You can create a new policy or edit an existing policy by selecting ‘Policy Manager’ from the top menu in the NetScope Web user interface.

  1. Select ‘Policy Manager’ from the top menu.
  2. Choose the policy you would like to edit. Alternatively you can Import, Duplicate or create a New policy.
  3. Click ‘Open’.

The next window that opens will be the ‘Policy Editor’ where changes can be made to the policy.

  1. On the left hand side is a list of the current traffic classes for this policy. All traffic classes in this example are listed under ‘Link’, and are therefore a ‘child’ of ‘Link’. You can created nested traffic classes to organise traffic in more detail. E.g. Under the traffic class ‘Web’ you could create a traffic class ‘Adobe’ in which only Web traffic to the Adobe site is shown.
  2. In the middle is listed each traffic class in more detail.

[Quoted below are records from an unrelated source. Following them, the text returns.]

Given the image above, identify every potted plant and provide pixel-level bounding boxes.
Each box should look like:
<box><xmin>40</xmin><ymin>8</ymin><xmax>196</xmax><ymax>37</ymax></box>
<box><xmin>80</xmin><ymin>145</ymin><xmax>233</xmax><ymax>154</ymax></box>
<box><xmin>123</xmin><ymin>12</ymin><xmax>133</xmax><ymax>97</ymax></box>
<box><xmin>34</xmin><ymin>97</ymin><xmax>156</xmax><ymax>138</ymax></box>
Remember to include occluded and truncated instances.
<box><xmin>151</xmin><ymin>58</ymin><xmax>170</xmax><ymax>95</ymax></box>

It is this middle pane where you specify details of the traffic class you create / edit.

You may create a new traffic class to match Internet traffic of any type.

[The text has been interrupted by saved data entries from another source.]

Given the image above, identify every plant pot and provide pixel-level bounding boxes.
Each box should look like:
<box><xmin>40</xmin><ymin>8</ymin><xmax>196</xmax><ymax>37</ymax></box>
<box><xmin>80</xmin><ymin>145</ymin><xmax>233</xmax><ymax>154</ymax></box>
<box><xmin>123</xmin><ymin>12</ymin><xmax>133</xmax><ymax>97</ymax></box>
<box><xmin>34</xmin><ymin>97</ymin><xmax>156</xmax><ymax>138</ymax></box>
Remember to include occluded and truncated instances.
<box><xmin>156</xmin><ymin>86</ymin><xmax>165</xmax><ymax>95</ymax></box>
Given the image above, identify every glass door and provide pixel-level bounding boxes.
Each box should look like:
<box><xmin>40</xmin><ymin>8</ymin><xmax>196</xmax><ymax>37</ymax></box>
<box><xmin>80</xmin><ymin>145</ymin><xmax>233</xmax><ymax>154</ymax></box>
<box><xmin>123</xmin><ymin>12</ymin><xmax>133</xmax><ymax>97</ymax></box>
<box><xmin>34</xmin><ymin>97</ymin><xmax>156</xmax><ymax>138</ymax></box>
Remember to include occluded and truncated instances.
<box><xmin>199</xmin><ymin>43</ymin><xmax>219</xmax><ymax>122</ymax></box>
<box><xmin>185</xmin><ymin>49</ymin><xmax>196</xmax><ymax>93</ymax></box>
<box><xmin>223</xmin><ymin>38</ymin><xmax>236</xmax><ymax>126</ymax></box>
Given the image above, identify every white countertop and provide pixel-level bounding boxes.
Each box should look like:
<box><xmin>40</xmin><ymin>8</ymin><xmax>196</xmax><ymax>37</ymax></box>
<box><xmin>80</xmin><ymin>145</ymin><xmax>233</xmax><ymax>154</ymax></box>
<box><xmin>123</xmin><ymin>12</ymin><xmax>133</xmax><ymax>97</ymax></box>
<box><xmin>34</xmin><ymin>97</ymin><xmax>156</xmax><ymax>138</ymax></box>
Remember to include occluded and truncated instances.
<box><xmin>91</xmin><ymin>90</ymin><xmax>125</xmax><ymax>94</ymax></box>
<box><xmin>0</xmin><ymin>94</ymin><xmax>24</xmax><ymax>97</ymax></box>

  1. Choose the parent of the new class, in this example we want the new class to fall under ‘Link’. As mentioned before, you can create a sub-class of any existing traffic class.
  2. Select ‘New’ from the side menu.

Enter your new Traffic Class name.

Once the new Traffic Class is created you need to add rules to match the traffic you’re interested in.

  1. Select the traffic class you have just named. In this case it’s called ‘New Traffic Class’.
  2. Expand both Inbound and Outbound. These are the direction filters, that is, Inbound is a match on traffic passing from the Internet to your network and Outbound is traffic passing from your network to the Internet.
  3. Select ‘Add Traffic Filter’ to create a new rule.

After you add a traffic filter you then choose how you’d like to match the traffic. The choices are:

  • Source/Destination Address (matching via IP or subnet),
  • Source/Destination Port (matching via port number),
  • Protocol (TCP, UDP, ICMP etc - Layer 4),
  • Application Type (Facebook, Bittorrent, Email, Web etc - Layer 7 Deep packet inspection),
  • Domain (Match by Website domain, such as yahoo.com, news.com, netscope.com.au),
  • DSCP value or,
  • VLAN (Useful for matching based on VLAN tags over the WAN).

In this example we’re matching on Application Type ‘Spotify’.

  1. Select the drop-down list under ‘App’.
  2. Scroll down to the Application you would like to match.

NOTE: In most cases the Outbound direction will be the same match. So repeat this for the Outbound direction.

 

If network traffic is common to more than one traffic class on the same level in the class hierarchy then the traffic class which comes first in the list takes precedence. The position of a traffic class can be changed using the up and down arrows located above the list to the right side of the policy name.